“I believe that Our Lord, in His wisdom and mercy, had been calling me to follow Him more closely from a young age,” reflects Rev. Nathaniel Drogin, O. Praem. (Peter Drogin ’01). “But I often was deaf to His voice, and even strayed many times far from Him and His law.”
Indeed, if God was calling young Peter Drogin to the priesthood, Peter was not hearing the message.
One of 12 children, growing up in the small town of New Hope, Ky., he never imagined that he would one day become a priest, let alone a monk and a scholar. “In high school we had been introduced to some philosophy and the great works of literature, but I was not really the academic type,” he observes. “I enjoyed working on cars and was thinking of attending a technical school to be trained as a mechanic.”
That plan changed when he shared his goals with an older friend who was then a student at Thomas Aquinas College. The friend suggested that a liberal education could benefit anyone, regardless of one’s career choice. “He did not discount the idea of becoming a mechanic,” recalls Fr. Drogin. “He just said something that made me realize that being a mechanic would be even better if I came to the College first.”
Still, when he arrived at the College as a 17-year-old freshman, Fr. Drogin was more interested in enjoying his newfound independence and making friends than in his studies. “The pursuit of wisdom,” he admits, “was not on the top of my priorities.” Yet slowly the works he read in preparation for his classes, and the conversations that took place within those classes, began to affect him.
A few readings in particular would profoundly alter his life’s trajectory. Aristotle’s Posterior Analytics enkindled in him a yearning for knowledge, and St. Augustine’s On Christian Doctrine convinced him of the need to learn, defend, and teach the truths of the Faith. Most formative of all was studying St. Augustine’s Confessions in Sophomore Seminar, which married Fr. Drogin’s newfound love of truth with a desire to do God’s will.
“After reading the story of St. Augustine’s conversion, I knew that I could not claim to know and love God without following His commands,” says Fr. Drogin. “Our Lord was teaching me that without that commitment, all the syllogisms, all the proofs, all the ‘knowledge’ were just shadows. Without real surrender to Him, there was no rest.” This desire to do God’s will soon transformed his attitudes and behavior. “I began to get more serious about studies,” he says. “I began to pray more and attend daily Mass. Most of all, my friendships improved, and I began to change my habits.”

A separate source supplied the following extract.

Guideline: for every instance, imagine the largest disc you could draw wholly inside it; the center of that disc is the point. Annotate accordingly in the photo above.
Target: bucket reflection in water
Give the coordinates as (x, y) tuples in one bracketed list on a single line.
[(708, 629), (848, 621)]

When he sought to give more of his life to God, Fr. Drogin at last heard the call that he suspects had been there all along. “By junior year I was thinking about the priesthood,” he says. “I had found rest in prayer and in reading Sacred Scripture, and I wanted to pursue that for the rest of my life.”
The passion for wisdom that he had developed at the College would lead him to pursue his vocation with the Norbertine Fathers at St. Michael’s Abbey in Orange, Calif. “What attracted me to St. Michael’s was, most of all, the community life,” Fr. Drogin says. “There I met priests who understood what I had been introduced to at the College. They came from diverse backgrounds and educations, but all of them manifested a thirst for wisdom. In many ways I saw St. Michael’s as the completion of what I began at Thomas Aquinas College. I met men who were trying to become saints, and I wanted to join them.”
On Saturday, June 22, Fr. Drogin received the Sacrament of Holy Orders at Mission Basilica in San Juan Capistrano, Calif. He is now the College’s 59th alumni priest, and the fifth at St. Michael’s, where four other alumni are priests and another four are seminarians or novices. Ordaining Fr. Drogin was the Bishop of Orange, the Most Rev. Kevin Vann, J.D., D.D., who presided  at the College’s Convocation exercises on August 26.
During his first two months as a priest, Fr. Drogin has been busily working on his thesis for a master’s degree at the Cardinal Bea Center for Judaic Studies of the Pontifical Gregorian University. He expects to receive a permanent priestly assignment later in the fall. In the meantime, he enjoys the life of a priest living in community. “We work together. We play sports together. We have meals in common,” he says. “Most importantly, we worship God together.”